Social and welfare services do commonly address the management and organization of informal care, related services and costs. Health care services typically focus on informal caregivers’ abilities to provide care. Even though, the awareness about the importance, health care services to improve caregivers' health and well-being are scarce. Based on the importance of occupational balance and its relation to health and well-being, caregivers’ occupational balance should be targeted within health care services. Occupational therapists are experts in occupational balance and set interventions to strengthen occupational balance [24]. Along with other studies on occupational balance [24, 25, 30] we agree on the need for more interventions to strengthen informal caregivers’ occupational balance, which could be delivered from occupational therapists.

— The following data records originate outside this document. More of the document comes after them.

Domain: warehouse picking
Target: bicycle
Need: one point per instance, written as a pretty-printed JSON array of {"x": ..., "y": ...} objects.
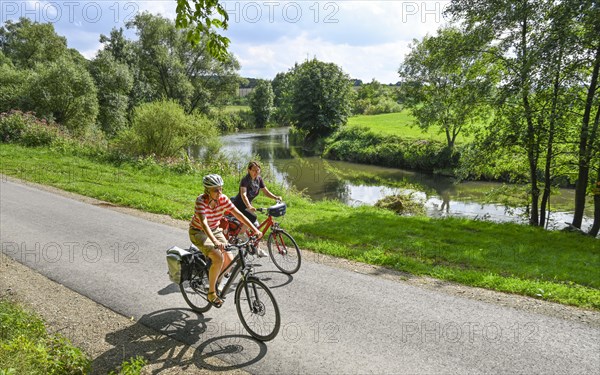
[
  {"x": 255, "y": 304},
  {"x": 283, "y": 249}
]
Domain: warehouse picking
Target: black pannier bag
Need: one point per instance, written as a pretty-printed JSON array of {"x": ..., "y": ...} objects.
[
  {"x": 277, "y": 210},
  {"x": 179, "y": 262}
]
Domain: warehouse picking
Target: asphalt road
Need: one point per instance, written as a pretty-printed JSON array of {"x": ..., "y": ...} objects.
[{"x": 334, "y": 321}]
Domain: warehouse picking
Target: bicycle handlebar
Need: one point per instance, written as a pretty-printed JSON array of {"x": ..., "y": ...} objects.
[{"x": 230, "y": 247}]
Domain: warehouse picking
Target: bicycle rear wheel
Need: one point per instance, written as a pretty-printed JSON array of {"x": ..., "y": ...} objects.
[
  {"x": 257, "y": 309},
  {"x": 194, "y": 291},
  {"x": 284, "y": 252}
]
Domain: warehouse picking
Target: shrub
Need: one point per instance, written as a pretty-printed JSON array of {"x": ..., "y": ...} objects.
[
  {"x": 162, "y": 129},
  {"x": 402, "y": 204},
  {"x": 361, "y": 145},
  {"x": 26, "y": 129},
  {"x": 66, "y": 92},
  {"x": 12, "y": 125},
  {"x": 227, "y": 122}
]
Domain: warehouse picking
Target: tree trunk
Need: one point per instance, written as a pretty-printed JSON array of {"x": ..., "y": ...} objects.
[
  {"x": 584, "y": 147},
  {"x": 596, "y": 226},
  {"x": 531, "y": 142},
  {"x": 549, "y": 147}
]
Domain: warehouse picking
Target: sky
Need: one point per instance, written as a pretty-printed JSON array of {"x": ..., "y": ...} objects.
[{"x": 368, "y": 39}]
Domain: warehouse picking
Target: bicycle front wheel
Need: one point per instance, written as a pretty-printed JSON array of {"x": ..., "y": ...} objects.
[
  {"x": 284, "y": 252},
  {"x": 257, "y": 309},
  {"x": 194, "y": 291}
]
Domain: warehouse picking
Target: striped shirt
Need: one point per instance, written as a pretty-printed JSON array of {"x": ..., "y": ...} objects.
[{"x": 212, "y": 215}]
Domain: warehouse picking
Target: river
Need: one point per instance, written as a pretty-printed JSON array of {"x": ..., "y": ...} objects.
[{"x": 356, "y": 184}]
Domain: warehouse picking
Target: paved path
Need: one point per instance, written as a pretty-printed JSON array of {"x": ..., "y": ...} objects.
[{"x": 334, "y": 321}]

As indicated in previous studies, informal caregivers’ occupational balance might not only have an impact on their own subjective health and well-being, but also on subjective health and well-being of the persons to be cared for [28, 34]. However, contrary to a study with informal caregivers of underaged persons [34], we could not identify significant associations between informal caregivers’ occupational balance and health conditions of the persons to be cared for. It must be considered that we focused on comorbidity of persons to be cared for exclusively. Associations between informal caregivers’ occupational balance and selected health conditions of persons to be cared for need to be investigated in further studies.

Strengths and limitations

Our study showed strengths and limitations. The multicenter design yield to a high diversity of caregivers and persons to be cared for. Over 85% of participants were female, which approximately represents the informal caregiver population in Austria [16], where data collection took place. International studies also reported that informal care is mainly provided by women [61]. The application of validated self-reported questionnaires ensured the validity of collected data. Moreover, we only collected data that were indispensable for the study objective to minimize the time required for participation. Data on caregivers’ potential diagnoses and medical treatment could have provided other important insights regarding their health and well-being and the relation to occupational balance. However, it has to be considered that informal caregivers often lack time resources [16, 62] and it thus could be that severely affected informal caregivers did not participate in this study. Another limitation of this study is that, following an explorative approach, we conducted correlation analysis exclusively and we did therefore not adjust for multiple testing. Thus, the results of this study have an explorative character as well. Further studies are required to define the direction and effect size of associations between informal caregivers’ occupational balance, subjective health and well-being [63, 64].

Conclusion

Informal caregivers’ occupational balance was associated with the determinants of subjective health and well-being in the current study. The findings align with previous studies. Others have already highlighted the informal caregivers’ risk of having a lack of occupational balance and the need for occupational balance interventions. Therefore, we suggest that existing occupational balance interventions should be increasingly considered in the health care of informal caregivers. As population ageing and the demand for informal care progress, efforts to support informal caregivers and to strengthen their occupational balance, subjective health and well-being are vital.